TAOCP 1.2.10 Exercise 22

Let $X$ be a sum of independent Bernoulli random variables $X_1,X_2,\ldots,X_n$, where $X_k$ takes the value $1$ with probability $p_k$ and $0$ with probability $q_k=1-p_k$.

Section 1.2.10: Analysis of an Algorithm

Exercise 22. [HM22] Suppose $X$ has the generating function $(q_1+p_1z)(q_2+p_2z)\cdots(q_n+p_nz)$, where $p_k+q_k=1$ for $1 \le k \le n$. Let $\mu=EX=p_1+\cdots+p_n$.

a) Prove that

$$ \Pr(X \le \mu r) \le (r^{-r}e^{r-1})^\mu, \qquad 0<r\le 1; $$

$$ \Pr(X \ge \mu r) \le (r^{-r}e^{r-1})^\mu, \qquad r\ge 1. $$

Verified: yes
Solve time: 1m09s


Solution

Let $X$ be a sum of independent Bernoulli random variables $X_1,X_2,\ldots,X_n$, where $X_k$ takes the value $1$ with probability $p_k$ and $0$ with probability $q_k=1-p_k$. Then $X = X_1+\cdots+X_n$ has generating function

$$ G_X(z) = \prod_{k=1}^{n} (q_k + p_k z), $$

as stated in the problem. Let $\mu = EX = \sum_{k=1}^{n} p_k$.
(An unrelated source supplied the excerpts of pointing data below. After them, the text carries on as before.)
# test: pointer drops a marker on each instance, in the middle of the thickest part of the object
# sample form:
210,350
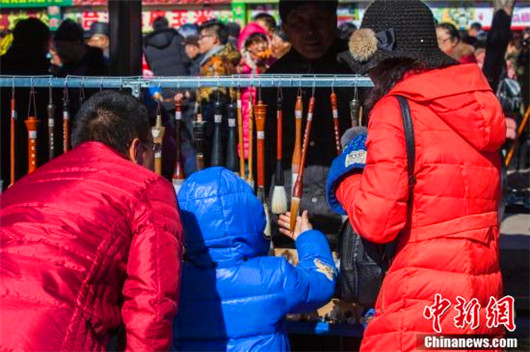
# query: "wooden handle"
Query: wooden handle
178,173
217,152
240,136
250,139
51,125
66,127
279,130
336,127
261,113
231,145
354,112
306,141
199,131
297,189
158,136
12,142
295,164
31,124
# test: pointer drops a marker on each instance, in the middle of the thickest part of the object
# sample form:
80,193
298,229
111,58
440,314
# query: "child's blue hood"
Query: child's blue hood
223,220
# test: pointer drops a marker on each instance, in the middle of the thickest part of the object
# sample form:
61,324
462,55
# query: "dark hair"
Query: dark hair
280,33
191,40
30,35
160,23
390,72
285,7
345,30
265,17
476,25
254,38
218,28
451,29
112,118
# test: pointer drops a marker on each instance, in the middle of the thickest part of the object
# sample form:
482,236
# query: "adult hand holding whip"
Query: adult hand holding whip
297,191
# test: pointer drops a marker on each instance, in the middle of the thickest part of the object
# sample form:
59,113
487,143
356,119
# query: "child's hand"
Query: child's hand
302,225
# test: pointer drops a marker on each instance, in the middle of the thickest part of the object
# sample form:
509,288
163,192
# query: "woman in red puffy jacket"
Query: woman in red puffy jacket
92,240
447,234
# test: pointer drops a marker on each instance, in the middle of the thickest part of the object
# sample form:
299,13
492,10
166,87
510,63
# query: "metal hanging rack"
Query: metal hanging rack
236,81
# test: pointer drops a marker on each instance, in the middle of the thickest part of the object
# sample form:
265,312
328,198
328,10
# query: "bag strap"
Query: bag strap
408,128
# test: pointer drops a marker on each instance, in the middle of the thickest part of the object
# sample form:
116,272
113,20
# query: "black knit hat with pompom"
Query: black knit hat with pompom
395,29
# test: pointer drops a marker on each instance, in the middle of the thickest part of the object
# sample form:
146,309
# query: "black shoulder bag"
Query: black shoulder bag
363,264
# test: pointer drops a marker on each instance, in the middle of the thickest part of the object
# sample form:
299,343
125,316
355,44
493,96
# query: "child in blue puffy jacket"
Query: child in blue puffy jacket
234,297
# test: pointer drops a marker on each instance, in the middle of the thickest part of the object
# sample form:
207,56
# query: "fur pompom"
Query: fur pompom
363,44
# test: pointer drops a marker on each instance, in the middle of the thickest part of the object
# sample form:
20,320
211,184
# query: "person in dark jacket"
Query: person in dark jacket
234,297
166,56
92,240
77,58
164,50
311,28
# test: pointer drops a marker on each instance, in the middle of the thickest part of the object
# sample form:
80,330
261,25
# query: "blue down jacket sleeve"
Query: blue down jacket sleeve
311,284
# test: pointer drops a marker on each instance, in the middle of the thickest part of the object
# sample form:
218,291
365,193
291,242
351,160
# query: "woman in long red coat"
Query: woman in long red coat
447,234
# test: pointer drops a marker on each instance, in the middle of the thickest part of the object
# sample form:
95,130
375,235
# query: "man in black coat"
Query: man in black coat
311,28
166,56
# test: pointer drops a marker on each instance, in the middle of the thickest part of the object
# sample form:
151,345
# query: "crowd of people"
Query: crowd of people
96,247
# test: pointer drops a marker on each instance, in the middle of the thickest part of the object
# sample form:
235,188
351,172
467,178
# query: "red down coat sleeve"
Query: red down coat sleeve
376,200
153,270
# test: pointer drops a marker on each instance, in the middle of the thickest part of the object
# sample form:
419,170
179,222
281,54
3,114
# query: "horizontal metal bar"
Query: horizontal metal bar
188,82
We wish to obtain exponential bounds on the tail probabilities $\Pr(X \ge t)$ and $\Pr(X \le t)$ using the method of generating functions, sometimes called the Chernoff bound technique.

Let $r>0$ be arbitrary. For any nonnegative integer-valued random variable $X$, Markov's inequality gives

$$ \Pr(X \ge t) = \Pr(r^X \ge r^t) \le \frac{E[r^X]}{r^t} = \frac{G_X(r)}{r^t}. \tag{1} $$

Similarly, for $0<r\le 1$, we have

$$ \Pr(X \le t) = \Pr(r^X \ge r^t) \le \frac{G_X(r)}{r^t}. \tag{2} $$

Thus the key is to choose $r$ to minimize the bound.

Step 1. Upper tail bound ($X \ge \mu r$, $r\ge 1$)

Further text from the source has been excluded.